Au glorieux souvenir de la guerre froide

Je sors ma kalachnikov et tire sans crainte

Sur le ridicule et rampant capitaliste

Qui s’imagine jusqu’à ce que ça suinte

Devenir un modèle d’opulent nihiliste

Il se pavane dans ses exécrables buildings

Rutilants de verre et de fer vides sans âmes

Sans remords je lance un tonitruant fucking

À ceux qui rêvent euros dollars et dirhams.
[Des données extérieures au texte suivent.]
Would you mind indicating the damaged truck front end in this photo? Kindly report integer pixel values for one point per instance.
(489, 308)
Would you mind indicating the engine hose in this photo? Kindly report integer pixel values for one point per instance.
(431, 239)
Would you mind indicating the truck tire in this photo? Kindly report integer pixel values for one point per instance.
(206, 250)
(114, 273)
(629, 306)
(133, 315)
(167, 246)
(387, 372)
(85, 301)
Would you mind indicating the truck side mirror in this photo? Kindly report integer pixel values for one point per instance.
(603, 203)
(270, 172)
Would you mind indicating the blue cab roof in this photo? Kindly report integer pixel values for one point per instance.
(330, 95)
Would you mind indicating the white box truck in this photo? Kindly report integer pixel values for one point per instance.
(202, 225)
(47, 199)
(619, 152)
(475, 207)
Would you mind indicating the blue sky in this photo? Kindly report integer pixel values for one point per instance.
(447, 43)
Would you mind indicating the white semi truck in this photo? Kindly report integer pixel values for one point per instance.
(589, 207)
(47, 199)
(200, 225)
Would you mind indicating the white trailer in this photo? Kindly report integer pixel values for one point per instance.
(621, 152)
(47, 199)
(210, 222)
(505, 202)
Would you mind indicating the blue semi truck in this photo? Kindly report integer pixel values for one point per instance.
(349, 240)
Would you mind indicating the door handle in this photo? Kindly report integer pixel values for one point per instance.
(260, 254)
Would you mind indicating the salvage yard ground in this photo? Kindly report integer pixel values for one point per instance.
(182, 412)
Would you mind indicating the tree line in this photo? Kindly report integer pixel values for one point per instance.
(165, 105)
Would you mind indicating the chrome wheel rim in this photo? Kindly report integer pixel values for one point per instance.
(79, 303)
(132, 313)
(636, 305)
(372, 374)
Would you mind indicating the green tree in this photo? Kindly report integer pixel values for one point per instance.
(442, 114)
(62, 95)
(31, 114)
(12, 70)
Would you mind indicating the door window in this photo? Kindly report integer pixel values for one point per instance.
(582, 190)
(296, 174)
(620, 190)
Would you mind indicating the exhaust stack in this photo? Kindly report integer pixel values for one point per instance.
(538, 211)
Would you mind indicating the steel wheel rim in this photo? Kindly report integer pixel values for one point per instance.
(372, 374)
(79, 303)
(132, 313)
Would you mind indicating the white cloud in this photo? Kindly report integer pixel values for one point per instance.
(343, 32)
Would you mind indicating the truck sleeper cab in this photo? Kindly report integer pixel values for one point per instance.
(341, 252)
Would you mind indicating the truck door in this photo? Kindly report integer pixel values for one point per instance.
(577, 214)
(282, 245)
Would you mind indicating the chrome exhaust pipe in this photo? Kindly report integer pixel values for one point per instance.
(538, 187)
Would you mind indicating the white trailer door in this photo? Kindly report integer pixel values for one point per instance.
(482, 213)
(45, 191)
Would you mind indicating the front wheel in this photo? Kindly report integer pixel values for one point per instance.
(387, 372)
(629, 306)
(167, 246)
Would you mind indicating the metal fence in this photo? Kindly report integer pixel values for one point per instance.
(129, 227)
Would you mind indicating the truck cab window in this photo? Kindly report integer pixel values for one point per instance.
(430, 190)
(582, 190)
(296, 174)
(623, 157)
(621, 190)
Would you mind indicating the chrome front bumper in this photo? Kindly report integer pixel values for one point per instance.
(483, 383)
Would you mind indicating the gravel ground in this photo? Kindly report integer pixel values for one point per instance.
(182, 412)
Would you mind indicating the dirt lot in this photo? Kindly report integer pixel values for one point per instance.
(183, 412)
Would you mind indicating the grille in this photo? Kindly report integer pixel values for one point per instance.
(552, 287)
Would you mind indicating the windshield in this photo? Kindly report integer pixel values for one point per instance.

C’est dans l’underground moscovite que je réalisai soudain que j’étais enfin en Russie. Le métro n’a pas les odeurs crasseuses de Paris, au contraire, il est particulièrement luxueux. Du reste, c’est le meilleur moyen de se déplacer à Moscou car la circulation terrestre est victime d’un trafic innommable. Il fait une chaleur suffocante. C’est l’été. Heureusement, je pourrai faire un break au mausolée de Lénine, il est climatisé, c’est mieux pour conserver un mort…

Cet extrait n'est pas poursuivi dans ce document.